Vogler decided the query was genuine. “Sounds like what you’re describing is Delusional Disorder. We don’t see it in a clinical setting very often. It’s a psychotic disorder like schizophrenia, but unlike schizophrenia, hallucinations are rarely present, psychosocial functioning is generally unimpaired, and the behavior is generally well within normal parameters, except where the specific delusion is directly concerned. And whereas with schizophrenia, the delusions tend to be what we refer to as bizarre—i.e., clearly implausible and not derived from ordinary life experiences—for a diagnosis of Delusional Disorder, they have to be nonbizarre.
“Th
at’s where the diagnosis gets tricky, though. All sorts of cross-cultural factors come into play, especially where the delusion is of a religious or spiritual nature.”

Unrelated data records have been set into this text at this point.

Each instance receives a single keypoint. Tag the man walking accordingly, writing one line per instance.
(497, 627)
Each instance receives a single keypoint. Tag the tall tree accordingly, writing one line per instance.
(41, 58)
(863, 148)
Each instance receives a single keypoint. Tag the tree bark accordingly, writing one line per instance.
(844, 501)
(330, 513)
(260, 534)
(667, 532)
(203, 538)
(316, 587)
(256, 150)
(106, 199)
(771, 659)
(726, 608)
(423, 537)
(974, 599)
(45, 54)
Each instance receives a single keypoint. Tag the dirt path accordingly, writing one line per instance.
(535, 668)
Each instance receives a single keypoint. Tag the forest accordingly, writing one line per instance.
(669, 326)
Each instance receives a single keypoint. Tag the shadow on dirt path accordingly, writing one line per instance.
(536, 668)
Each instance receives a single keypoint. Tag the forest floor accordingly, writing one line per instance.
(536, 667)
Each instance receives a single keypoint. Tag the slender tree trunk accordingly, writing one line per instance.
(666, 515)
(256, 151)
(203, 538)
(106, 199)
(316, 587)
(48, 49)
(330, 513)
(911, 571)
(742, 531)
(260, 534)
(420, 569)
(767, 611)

“How about something like…I read somewhere there are societies where they believe the soul leaves the body with the last breath?”
“The Ibo,” said Vogler promptly. “I did an undergraduate paper on them. It’s a perfect example of the problem I was just telling you about. The Ibo belief, for instance, that every human has two souls, the Maw and the Nkpuruk-Obi, both of which leave the body with the last exhalation—that would be considered nonbizarre if held by an Ibo in Nigeria, but bizarre if held by a Catholic in Cleveland.
“Whereas the doctrine of literal transubstantiation, i.e., the wafer is the body of Christ; the wine is the blood, would be considered nonbizarre in a Catholic, but bizarre in an Ibo.” He checked the time again. “I hope that was some help. And please, feel free to call me if you change your mind or run into any problems. Patients leave and reenter therapy all the time—I assure you, I’d think more of you, not less, if you managed to overcome your resistance.”
Like I could care what you think of me, thought Lewis. “Can I get another prescription for Valium when I run out? They really saved my bacon the other—”
“I don’t prescribe for patients I’m not treating,” said Vogler, with evident satisfaction—apparently he wasn’t taking his dismissal as well as Lewis had first thought. “Oh, and I just remembered one more interesting fact about Delusional Disorder: out of the three hundred and ninety-five psychiatric disorders recognized by the American Psychiatric Association, Delusional Disorder is the only one that’s contagious.”
“What the hell does that mean?” asked Lewis in alarm.
“Sorry, time’s up,” said Vogler—by then he was practically oozing satisfaction. “Call my office for an appointment if you decide you need more Valium.”